Researchers analyze why radiology exams are missed, what can be done

Why do some radiology cases get missed? More importantly, what approaches can be taken to minimize cases in which images and their corresponding reports go unread?

Anthony Galinato, MD, of Johns Hopkins Medical Institution in Baltimore, and colleagues sought to answer these questions in a study published Nov. 3 in the Journal of the American College of Radiology.

“Minimizing the number of studies that are not viewed is important to patient care,” they added. “It ensures that important and perhaps time-sensitive findings have appropriate clinical or imaging follow-up.”

The researchers analyzed 8,268 neuroradiology imaging studies ordered from all patient settings during September 2016. Tracking imaging and report access for eight months, the group looked at when imaging study orders were placed; when the patient finished the imaging study; when the imaging was accessed; and when the radiology reports were accessed.

Of the 7,438 study orders which were performed, 622 (8.4 percent) had neither the images nor imaging reports viewed in the PACS or EMR. Additionally, 12 departments had at least one study ordered that did not have its images nor report viewed. Otolaryngology had the highest percentage of studies that were never viewed (12.3 percent), followed by neurology at 11.7 percent.

These higher rates may be due in part to a reliance on clinical symptoms to guide decision-making in otolaryngology, the authors noted. In neurology, Galinato et al. argued the long-term follow-up nature of many neurology studies may be a factor behind the higher rate. 

The institutional outpatient setting had the most missed cases at 273. This was followed by the outpatient community setting (208 cases), the emergency department (ED) (132 cases) and inpatient setting (9 cases). In the ED, 7.8 percent of cases were never viewed, which the authors found “concerning” due to the higher acuity nature of those cases compared to outpatient studies.
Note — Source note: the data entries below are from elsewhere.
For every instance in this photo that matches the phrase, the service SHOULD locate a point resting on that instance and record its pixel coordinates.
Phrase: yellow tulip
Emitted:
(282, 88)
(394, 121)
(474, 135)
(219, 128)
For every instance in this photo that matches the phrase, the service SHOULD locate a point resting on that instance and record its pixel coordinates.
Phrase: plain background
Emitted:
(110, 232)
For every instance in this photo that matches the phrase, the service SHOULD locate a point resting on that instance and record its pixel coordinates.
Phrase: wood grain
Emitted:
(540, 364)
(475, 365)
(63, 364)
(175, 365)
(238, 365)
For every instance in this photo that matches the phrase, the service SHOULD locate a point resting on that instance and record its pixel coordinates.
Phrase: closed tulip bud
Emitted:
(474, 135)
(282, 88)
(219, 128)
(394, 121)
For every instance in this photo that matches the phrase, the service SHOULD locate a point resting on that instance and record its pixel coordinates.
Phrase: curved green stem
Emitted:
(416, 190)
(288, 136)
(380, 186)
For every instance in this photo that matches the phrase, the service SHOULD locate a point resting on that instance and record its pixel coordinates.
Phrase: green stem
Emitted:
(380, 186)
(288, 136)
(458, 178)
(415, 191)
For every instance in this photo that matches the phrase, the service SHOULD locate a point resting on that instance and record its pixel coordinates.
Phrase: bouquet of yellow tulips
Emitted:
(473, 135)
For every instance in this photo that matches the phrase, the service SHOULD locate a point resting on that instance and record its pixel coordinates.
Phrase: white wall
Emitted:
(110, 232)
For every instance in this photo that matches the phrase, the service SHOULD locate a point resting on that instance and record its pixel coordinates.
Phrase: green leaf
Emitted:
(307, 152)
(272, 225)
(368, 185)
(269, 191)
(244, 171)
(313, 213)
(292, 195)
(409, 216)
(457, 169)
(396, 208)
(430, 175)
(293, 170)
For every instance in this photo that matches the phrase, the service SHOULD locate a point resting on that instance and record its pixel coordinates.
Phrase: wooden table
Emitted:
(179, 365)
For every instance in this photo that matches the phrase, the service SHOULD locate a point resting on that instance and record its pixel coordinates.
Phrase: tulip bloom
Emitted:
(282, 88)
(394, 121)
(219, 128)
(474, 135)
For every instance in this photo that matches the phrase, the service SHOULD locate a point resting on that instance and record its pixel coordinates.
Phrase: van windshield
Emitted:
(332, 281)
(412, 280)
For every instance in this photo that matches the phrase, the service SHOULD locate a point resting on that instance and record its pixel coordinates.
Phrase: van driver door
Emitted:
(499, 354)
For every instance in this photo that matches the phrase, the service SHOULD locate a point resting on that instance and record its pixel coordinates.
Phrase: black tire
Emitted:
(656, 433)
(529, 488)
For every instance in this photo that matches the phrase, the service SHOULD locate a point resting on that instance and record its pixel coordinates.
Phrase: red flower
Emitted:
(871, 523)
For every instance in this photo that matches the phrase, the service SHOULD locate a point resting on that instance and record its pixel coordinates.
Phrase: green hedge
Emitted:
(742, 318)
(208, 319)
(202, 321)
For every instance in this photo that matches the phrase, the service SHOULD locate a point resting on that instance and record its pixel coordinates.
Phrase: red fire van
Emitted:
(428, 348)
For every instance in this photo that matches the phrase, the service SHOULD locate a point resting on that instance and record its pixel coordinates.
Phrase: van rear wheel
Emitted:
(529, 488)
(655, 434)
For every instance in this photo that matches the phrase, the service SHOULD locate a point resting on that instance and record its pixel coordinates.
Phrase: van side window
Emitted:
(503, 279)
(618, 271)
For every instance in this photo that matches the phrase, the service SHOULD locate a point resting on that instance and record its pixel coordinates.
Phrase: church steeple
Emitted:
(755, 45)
Finally, 124 studies which were never viewed were classified as normal, 247 included findings that needed follow-up and three cases were determined to be critical.

What can be done?

One way to minimize lost studies is to implement a system into Epic which notifies the ordering clinician when a study report or image has been opened within a certain timeframe following a study’s completion, Galinato et al. wrote.

The authors also suggested putting more power into the hands of patients though an opt-in system which would send out a notification regarding the status of their radiology report. Galinato et al. argued this would be particularly helpful in cases which required follow-up, and could simultaneously reduce the ever-growing radiologist workload.

“As this study demonstrates, the rate of studies with images and reports that are not viewed can be high, particularly in the community outpatient setting by remote referring physicians,” the authors wrote. “It is important to address this high rate and possibly implement ways to minimize the number of these nonviewed studies.”